Al cuarto en el orden también le hizo asco para tomar la espada, al igual que al otro, a los cinco minutos. Y de nueva cuenta el “Buuu” inundó el coso frente a la falta de decoro. Pinchazo y entera caída tardaron en surtir efecto; no así el aviso enviado entre sonoros abucheos.
Ir a los medios para recibir de rodillas al segundo, este de San Marcos, fue suficiente para cambiar la decoración, aunque el toro pasara de largo, pues hábilmente Angelino le endilgó un par de Largas cambiadas y con un Parón ya lo había metido al capote. Y como vendría su carta fuerte, aquello se fue para arriba: en un par de Sesgos, afuera y por dentro, ganó la ovación.
Ya Moisés López había aflojado al toro con la pica, sin embargo el complicado hizo cosas extrañas como el colarse intempestivamente entre las tandas de derechazos que puso a tragar a José Luis; de ahí que al sufrir un desarme y sin redondear la faena depositara una entera ligeramente trasera para que el público le favoreciera con la oreja.
Algo similar ha sucedido al dársele suelta al quinto en el orden gracias a la impotencia de Puerto; pese a que fue pasado de capa, la faena encendió al cubrir el segundo tercio; ha bastado un Violín al Quiebro para hacerse del toro que se la pasó de caballo a caballo para recibir castigo.
El recurso ahora fue sicodélico en cites al estilo Curro Rivera para prender la mecha de un público turista, al iniciar en los medios la faena derechista que tuvo pasajes en redondo y aderezos con Vitolina, Molinete y, al final estatuarias Manoletinas. Pinchazo aplaudido y la entera fulminante ha redundado en la oreja y gritos de “Torero, torero”.

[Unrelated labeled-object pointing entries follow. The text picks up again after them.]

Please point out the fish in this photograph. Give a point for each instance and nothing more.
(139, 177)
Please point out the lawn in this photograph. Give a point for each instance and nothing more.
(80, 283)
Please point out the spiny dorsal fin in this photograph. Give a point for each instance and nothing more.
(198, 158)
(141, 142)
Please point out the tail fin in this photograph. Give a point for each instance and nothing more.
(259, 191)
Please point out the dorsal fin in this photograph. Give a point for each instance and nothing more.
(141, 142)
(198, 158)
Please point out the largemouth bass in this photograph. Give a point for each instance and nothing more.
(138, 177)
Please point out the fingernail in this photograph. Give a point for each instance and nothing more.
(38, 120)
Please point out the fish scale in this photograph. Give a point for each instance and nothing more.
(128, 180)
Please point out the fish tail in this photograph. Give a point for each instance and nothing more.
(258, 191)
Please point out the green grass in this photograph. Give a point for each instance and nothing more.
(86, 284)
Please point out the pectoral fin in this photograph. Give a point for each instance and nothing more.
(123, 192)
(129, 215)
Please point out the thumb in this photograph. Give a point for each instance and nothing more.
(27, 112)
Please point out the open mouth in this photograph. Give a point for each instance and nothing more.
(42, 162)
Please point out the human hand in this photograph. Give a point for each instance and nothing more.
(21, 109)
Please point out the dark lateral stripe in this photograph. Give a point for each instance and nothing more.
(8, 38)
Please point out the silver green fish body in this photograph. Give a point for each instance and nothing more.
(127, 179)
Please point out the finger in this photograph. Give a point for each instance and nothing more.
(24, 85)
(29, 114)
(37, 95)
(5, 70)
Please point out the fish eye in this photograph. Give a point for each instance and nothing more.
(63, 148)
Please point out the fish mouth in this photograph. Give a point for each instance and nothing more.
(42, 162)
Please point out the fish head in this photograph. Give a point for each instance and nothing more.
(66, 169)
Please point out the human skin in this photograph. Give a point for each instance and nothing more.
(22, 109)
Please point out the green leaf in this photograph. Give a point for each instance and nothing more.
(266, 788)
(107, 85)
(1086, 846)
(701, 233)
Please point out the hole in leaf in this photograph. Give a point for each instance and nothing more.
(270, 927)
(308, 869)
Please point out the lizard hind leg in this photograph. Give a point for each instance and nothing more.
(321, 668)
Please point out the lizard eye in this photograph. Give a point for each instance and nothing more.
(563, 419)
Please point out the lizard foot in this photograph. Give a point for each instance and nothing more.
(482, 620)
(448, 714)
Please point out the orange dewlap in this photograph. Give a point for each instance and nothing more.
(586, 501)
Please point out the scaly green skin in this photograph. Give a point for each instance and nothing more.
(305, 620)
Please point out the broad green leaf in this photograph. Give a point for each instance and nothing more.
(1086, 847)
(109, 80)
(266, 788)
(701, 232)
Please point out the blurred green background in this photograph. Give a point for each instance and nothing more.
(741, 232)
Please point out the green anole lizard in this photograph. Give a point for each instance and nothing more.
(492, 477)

A Pepe López no le apretó salir después de Angelino. Al tercero en el orden no le encontró cuadratura; tampoco con la espada. El cierraplaza tuvo que ser picado en los medios para impedir la huida, lo que trajo a consecuencia castigarlo con banderillas negras y de mayor longitud.
Ello ha provocado contusión en el muslo de Diego Martínez al sesgarlo en la querencia cayendo en la cara del manso. Ahí, refugiado en tablas sacó algunos derechazos el joven michoacano coreados turísticamente. Y el tardarse en matar le llevó a escuchar un aviso.
Al final, Angelino fue llevado a hombros, después que Puerto dejara ámpula al despedirse.
FICHA.-Plaza México, corrida once de temporada. Asistencia cercana a tres mil espectadores.
Clima.-Fresco; viento durante el tercero de la tarde y, frío posteriormente.
Ganaderías.-Cinco de De Haro. Bien presentados, de capas cárdenas. Asomando mansedumbre. El sexto fue castigado con banderillas negras.
Uno de San Marcos. Complicado, y de un sólo lado.
Víctor Puerto.-Abucheo tras un aviso y abucheo tras un aviso.
José Luis Angelino.-Oreja y oreja.
Pepe López.-Silencio y silencio tras un aviso.
Juez de plaza.-Jesús Morales.-complaciente con el público.